Não havia mais nome escolhido durante a gravidez, não havia covinhas nas bochechas, brilho nos olhos, não haveria um aniversário de dezoito anos. Não haveriam aulas da auto-escola, nem primeiro voto nas eleições. Amanda foi e levou toda uma identidade que deixava de ser vida, e, ignorada, passava a ser superestimada, como todos os que já foram.

Alguém gritou, o pai negou, a mãe correu. Abraçou o corpo da menina que já não tinha expressão. "Minha alma não está mais aqui", disse em seu ouvido.
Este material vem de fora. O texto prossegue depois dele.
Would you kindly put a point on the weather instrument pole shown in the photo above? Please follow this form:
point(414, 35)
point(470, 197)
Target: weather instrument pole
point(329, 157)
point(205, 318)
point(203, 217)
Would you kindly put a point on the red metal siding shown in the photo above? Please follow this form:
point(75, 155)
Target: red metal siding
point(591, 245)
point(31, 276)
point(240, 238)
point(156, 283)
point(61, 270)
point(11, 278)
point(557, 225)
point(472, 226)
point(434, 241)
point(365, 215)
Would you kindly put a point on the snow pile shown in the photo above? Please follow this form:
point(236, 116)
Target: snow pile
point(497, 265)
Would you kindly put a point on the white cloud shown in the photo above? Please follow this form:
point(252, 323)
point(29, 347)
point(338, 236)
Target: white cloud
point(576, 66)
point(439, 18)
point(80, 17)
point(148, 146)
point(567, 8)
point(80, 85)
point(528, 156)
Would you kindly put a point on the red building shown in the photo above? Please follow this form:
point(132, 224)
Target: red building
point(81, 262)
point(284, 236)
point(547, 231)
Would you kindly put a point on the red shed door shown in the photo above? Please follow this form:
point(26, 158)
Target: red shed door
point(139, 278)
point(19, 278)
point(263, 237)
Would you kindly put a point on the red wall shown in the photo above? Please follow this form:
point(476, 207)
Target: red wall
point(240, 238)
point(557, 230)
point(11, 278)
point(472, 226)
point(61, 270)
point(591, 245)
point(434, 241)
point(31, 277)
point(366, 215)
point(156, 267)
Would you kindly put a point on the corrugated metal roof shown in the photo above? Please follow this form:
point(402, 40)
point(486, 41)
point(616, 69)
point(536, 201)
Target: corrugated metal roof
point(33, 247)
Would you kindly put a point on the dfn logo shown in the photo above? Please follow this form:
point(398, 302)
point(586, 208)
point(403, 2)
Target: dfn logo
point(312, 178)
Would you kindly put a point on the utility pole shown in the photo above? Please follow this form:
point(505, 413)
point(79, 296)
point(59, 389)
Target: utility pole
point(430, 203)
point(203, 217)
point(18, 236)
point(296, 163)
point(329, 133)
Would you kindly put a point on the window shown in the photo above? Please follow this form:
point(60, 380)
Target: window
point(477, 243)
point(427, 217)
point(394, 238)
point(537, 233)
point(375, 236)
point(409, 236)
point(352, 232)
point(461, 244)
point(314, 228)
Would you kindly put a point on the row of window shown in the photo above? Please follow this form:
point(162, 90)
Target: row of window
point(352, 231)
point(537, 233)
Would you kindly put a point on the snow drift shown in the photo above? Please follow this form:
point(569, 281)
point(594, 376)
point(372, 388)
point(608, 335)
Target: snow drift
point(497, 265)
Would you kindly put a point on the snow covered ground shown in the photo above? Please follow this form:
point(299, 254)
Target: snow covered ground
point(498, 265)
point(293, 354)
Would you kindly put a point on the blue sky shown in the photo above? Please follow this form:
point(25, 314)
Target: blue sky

E a lágrima caiu.

9.6.10

Essa minha mania de falar o tempo todo é só porque eu acho o silêncio pesado demais.

27.4.10

Por muito tempo achei que a ausência é falta.
E lastimava, ignorante, a falta.
Hoje não a lastimo.
Não há falta na ausência.
A ausência é um estar em mim.

Carlos Drummond de Andrade
(que falta você faz...)

14.2.10

estou perdendo a escrita. vejo, aos poucos, as palavras me escapando do formato. perco os argumentos, os artifícios, as ideias. restam alguns conjuntos repetitivos de obrigações, quando o teclado me chama os dedos e, automático, escreve algo por mim. falo da vida como se fosse um verbo no passado, alguma coisa que costumava ser e hoje só me lembro. falta tempo, falta apego, faltam laços e sobra essa mania de descrever o sentimento dos outros que não sabem dizer. sobrevivo das lembranças, tão alheias e mais coloridas do que eram realmente, quando chamadas de presente. o que houve com o tempo de ser fútil? cadê a leveza da sobra de tempo pra dormir depois do almoço? tenho ficado velha e irritável, falta a paciência que só conviver com gente além do horário de trabalho cultiva dentro de mim.tenho fugido de papel e caneta, escrever torna tudo real. fico fugindo dos fatos, do futuro, dessas afirmações que são lógicas, mas injustas. a morte é muito injusta. as pessoas saindo de nossas vidas sem possibilidade de lutar contra, é injusto. eu não escrevo há mais de um mês e esse não é um bloqueio comum de criatividade. tem dores que não devem ser verbalizadas. tem dias que não devem ser escritos.

22.1.10

the hardest thing I've ever done is keep beliving there's someone in this crazy world for me. the way that people come and go through temporary lives, my chance could come and I might never know. I used to say no promises, let's keep it simple. but freedom only helps you say goodbye. it took a while for me to learn that nothing comes for free, the price I've paid is high enough for me. I know I need to be in love, I know I've wasted too much time. I know I ask perfection of a quite imperfect world, and fool enough to think that's what I'll find. so here I am with pockets full of good intentions, but none of them will comfort me tonight. I'm wide awake at 4 am, without a friend in sight, hanging on a hoop, but I'm all right.

Carpenters

2.1.10

medo

das longas durações, das curtas distâncias, do compromisso, da liberdade, de ser invisível, de perder a discrição, das noites insones, de dormir pra sempre, de falar demais, de acabar o assunto, de perder a viagem e me perder. medo da febre, do frio, da ressaca, da sobriedade, do preto, do branco, mais ainda do cinza. medo de não ter chão, medo de não voar. tenho medo da intimidade, das relações de aparência, do escuro e da claridade, portas e janelas, vida e caos. medo de respirar em público, de conversas sobre mim que eu não consigo ouvir, de sentar de costas para o fluxo de pessoas, de tocar maçanetas após lavar as mãos, de não enxergar conhecidos, de não cumprimentar e ser antipática. medo da morte próxima, medo de viver demais. medo do nunca e do pra sempre.
medo de ter medos demais e não sobrar nada para gostar de verdade. medo de escrever tanto essa palavra e não sobrar espaço pras outras, e ter medo sem saber do quê.